I remember sitting on my bunk in a red brick building near the heart of Toulouse, France, studying my scriptures when I felt the power of that phrase – I knew that God could not lie – shoot through me like a lightning bolt. And I remember, too, asking the same question Enos asked: “Lord, how is it done?”

The Lord responded to me with another bolt as I read his response to Enos: “Because of thy faith in Christ, whom thou has never before heard nor seen.”

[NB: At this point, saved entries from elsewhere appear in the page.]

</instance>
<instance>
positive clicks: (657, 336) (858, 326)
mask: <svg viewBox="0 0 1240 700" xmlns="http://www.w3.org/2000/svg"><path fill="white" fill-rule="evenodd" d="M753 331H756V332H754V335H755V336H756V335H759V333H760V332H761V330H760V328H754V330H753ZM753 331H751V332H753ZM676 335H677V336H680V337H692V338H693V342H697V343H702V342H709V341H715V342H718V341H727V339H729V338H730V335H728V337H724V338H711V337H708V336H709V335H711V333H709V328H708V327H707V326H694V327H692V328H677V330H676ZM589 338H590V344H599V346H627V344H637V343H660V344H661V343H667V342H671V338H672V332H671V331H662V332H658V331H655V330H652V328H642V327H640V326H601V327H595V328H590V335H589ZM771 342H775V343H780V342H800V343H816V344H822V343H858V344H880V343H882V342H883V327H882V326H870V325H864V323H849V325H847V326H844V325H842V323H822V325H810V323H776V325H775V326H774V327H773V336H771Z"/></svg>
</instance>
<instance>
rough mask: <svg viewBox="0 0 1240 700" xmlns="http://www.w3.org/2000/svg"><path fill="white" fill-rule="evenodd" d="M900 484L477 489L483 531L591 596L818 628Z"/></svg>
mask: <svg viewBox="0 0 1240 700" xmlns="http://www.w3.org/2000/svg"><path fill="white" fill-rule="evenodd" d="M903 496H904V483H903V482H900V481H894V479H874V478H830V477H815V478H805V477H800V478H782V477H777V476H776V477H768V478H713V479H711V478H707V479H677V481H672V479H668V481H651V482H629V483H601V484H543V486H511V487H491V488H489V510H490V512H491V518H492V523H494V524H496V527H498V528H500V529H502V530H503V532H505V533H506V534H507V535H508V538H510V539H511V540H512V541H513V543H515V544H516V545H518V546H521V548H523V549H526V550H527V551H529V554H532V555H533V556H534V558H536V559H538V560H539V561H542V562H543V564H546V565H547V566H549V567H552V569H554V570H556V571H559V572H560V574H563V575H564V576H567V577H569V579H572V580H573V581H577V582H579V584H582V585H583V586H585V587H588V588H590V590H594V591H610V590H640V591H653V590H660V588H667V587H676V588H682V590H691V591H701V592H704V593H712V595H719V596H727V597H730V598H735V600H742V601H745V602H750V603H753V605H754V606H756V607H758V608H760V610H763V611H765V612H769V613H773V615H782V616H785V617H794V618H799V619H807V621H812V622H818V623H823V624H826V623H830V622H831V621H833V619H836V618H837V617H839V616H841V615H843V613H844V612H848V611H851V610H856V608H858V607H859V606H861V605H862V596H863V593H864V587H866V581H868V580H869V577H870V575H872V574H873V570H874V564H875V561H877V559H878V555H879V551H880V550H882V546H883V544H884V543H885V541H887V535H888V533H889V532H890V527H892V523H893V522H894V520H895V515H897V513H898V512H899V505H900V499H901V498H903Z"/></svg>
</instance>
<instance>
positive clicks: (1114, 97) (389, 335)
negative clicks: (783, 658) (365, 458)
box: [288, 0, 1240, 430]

I admit to shallowness. Then, as now, I was and am much more interested in the state of my own soul than those I might be called to teach, whether they were the citizens of the city of Toulouse, or those who surround me now. I realize, on my journey, I am not as far along as Enos, who poured out his soul in sincerity for God to preserve his bretheren, the Lamanites, and to preserve the records which he kept in the hope they would help bring the Lamanites back into the covenant. I did in my own way go “about among the people . . . prophesying of things to come, and testifying of the things which I had heard and seen,” as Enos did.

God did not lie, I could say, and say now, with faith and sincerity. I have learned that, just as Enos learned it long ago. Perhaps that would be a start for someone else’s journey along that beautiful road.

But like Enos, I knew the journey would not always be pleasant. Enos saw the stiffneckedness of his own people, the Nephites, and how their behavior inspired the Lamanites not to believe in Christ. Even among his own people, he saw “nothing, save it was exceeding harshness, preaching and prophesying of wars, and contentions, and destructions, and continually reminding them of death, and the duration of eternity, and the judgments and the power of God” that kept the Nephites from “going down speedily to destruction.”

I see that too, in the world we have today. I see that stiffneckedness in myself. When I seek to take the easy way. Or I fail to talk nightly with the God who placed me here, who blesses me daily with the joys and challenges life brings.

But I remind myself, God does not lie.

I must be more like Enos, who declared the word of God all his days, “and have rejoiced in it above that of the world.”

There, too, I could rejoice.

I am still mid-wrestle.

I re-read the words of Enos, and hope anew.